Minsk. Die Kulisse war malerisch. Soweit das Auge reicht ein weites Feld, beschienen von der frühen Juni-Sonne, umrahmt von Bäumen, begrenzt von einer Hauptverkehrsstraße, die vorübergehend komplett gesperrt war. Für den Auftritt des weißrussischen Präsidenten stand alles parat: das Rednerpult, Fahnenträger, Bläser, Sängerinnen und ein Publikum, das geduldig volle zwei Stunden auf Alexander Lukaschenko wartete.
Die eigens errichtete Zuschauertribüne füllte sich rasch; diszipliniert nahmen Veteranen des Zweiten Weltkriegs, Pioniere, Studenten, Schulkinder aus der näheren Umgebung und Angehörige verschiedener Armeeeinheiten ihre Plätze ein; hinzu kamen die 400 Teilnehmer der IBB-Konferenz, darunter 120, die aus Deutschland angereist waren.
Trotz der eilig herangeschafften zusätzlichen blauen Plastikstühle, harrten viele Gäste stehend aus. Während der Wartezeit auf das Eintreffen des Staatschefs verfolgten sie, wie vom sorgsam ausgebreiteten roten Teppich immer wieder herbei wehende Blütenblätter gefegt wurden, wie Chor und Bläser Aufstellung nahmen, den Soldaten die Uniformkragen gerichtet, Kameras und Mikrofone in Position gebracht wurden.
Stramm stand am Rande ein Soldat, der die schwere Tafel trug, die Lukaschenko an diesem Tag in den vorbereiteten Stein einlassen wird. Es ist der Grundstein für die erste zentrale Gedenkstätte, die Weißrussland den Opfern des Nationalsozialismus errichtet – 70 Jahre nach der Befreiung des Landes vom Hitler-Faschismus und 25 Jahre nach dem Fall des Eisernen Vorhangs.
„Von 1941 bis 1944 befand sich hier das Vernichtungslager, wo von nationalsozialistischen Massenmördern grausame Verbrechen gegen die Menschheit begangen wurden“, heißt es in der in eine Kapsel eingelassenen Botschaft an kommende Generationen. „Hunderttausende Bürger aus der Sowjetunion und den europäischen Staaten wurden zu Tode gequält, erschossen und verbrannt.“ Der minutiös geplante Festakt ist rasch vorüber. In weniger als einer halben Stunde sprechen Lukaschenko sowie der Präsident des Jüdischen Weltkongresses, Lauder, und die 16-jährige Enkelin eines Ermordeten, ertönen kurze Gesänge und Fanfaren, verneigen sich der Staatschef und sein zwölfjähriger Sohn vor den Opfern. Im Fortgehen wendet sich Lukaschenko einigen der Veteranen zu. Momente später ist die provisorische Tribüne leer, sind die Utensilien eingeräumt, auf der Straße fließt der Verkehr wieder normal.

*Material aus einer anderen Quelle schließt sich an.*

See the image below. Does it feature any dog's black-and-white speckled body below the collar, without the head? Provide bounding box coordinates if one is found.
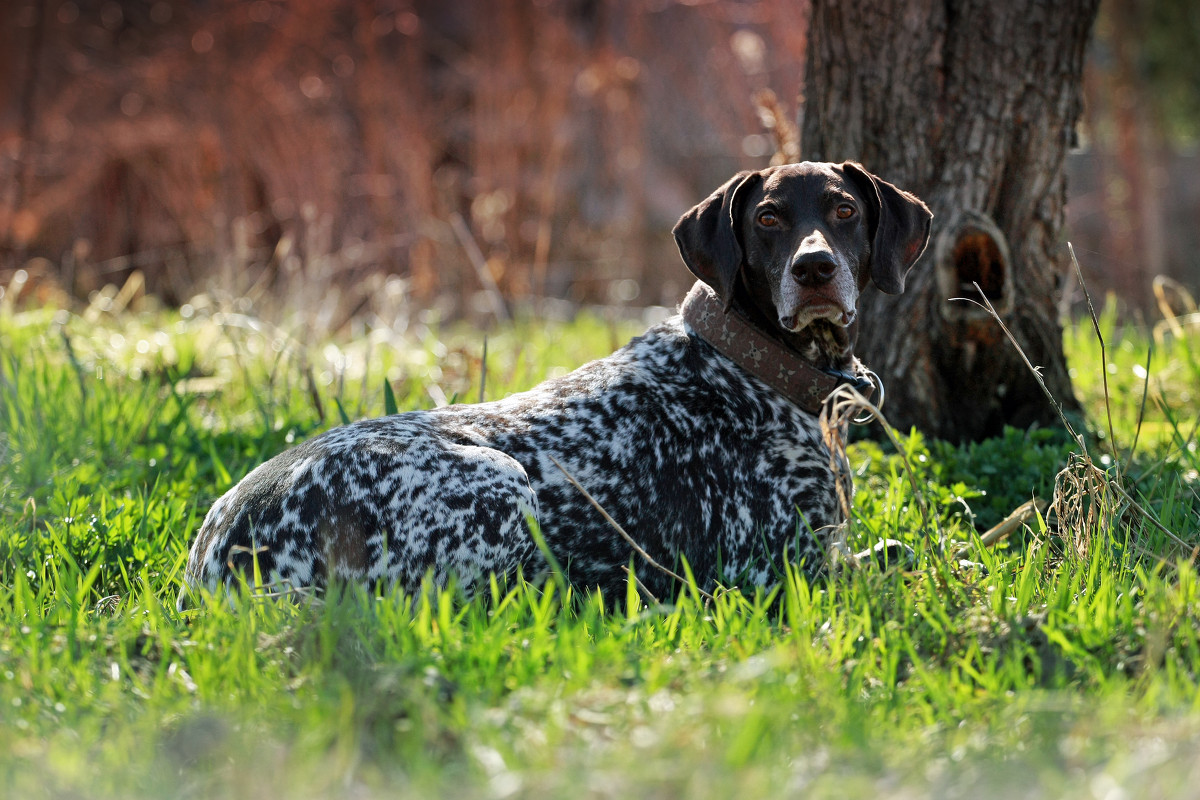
[186,317,840,606]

Die bestellten Gäste zerstreuen sich; doch die Teilnehmer der IBB-Tagung machen sich auf nach Blagowschtschina. Mit sechs großen Reisebussen gelangen sie zu dem Ort, den sie vor dem Vergessen bewahren wollen. Einige hundert Meter legen sie noch zu Fuß zurück, bis sie in dem Waldstück eine kleine Gedenkstätte erreichen.

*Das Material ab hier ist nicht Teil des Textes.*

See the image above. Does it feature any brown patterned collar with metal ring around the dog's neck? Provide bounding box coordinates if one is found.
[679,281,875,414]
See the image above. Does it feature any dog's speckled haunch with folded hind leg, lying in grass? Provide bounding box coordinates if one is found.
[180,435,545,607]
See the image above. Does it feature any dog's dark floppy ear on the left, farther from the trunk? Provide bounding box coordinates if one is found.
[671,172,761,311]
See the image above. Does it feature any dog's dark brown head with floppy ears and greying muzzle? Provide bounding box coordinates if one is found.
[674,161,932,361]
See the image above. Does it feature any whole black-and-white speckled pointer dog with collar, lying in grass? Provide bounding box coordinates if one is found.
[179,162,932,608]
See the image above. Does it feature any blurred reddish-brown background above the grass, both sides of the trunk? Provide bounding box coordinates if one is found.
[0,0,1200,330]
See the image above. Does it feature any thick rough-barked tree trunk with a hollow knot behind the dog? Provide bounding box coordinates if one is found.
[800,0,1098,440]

Dort an der Weggabelung beten sie gemeinsam, über Konfessionen und Nationalitäten hinweg, gedenken gemeinsam der Toten, legen Kränze und Blumen nieder. Gemeinsam, Nachkommen der Täter und der Opfer. Im Hintergrund hängen gelbe Zettel an den Baumstämmen. Sie tragen Namen der Ermordeten, geben Auskunft über ihr Schicksal, manchen auch mit Fotografien ein Gesicht. Tiefe Traurigkeit erfüllt den Ort, Tränen trocknen durch Worte des Trosts. An diesem Tag wächst die Zuversicht, dass die Opfer nach sieben Jahrzehnten schließlich doch ein würdiges Andenken finden.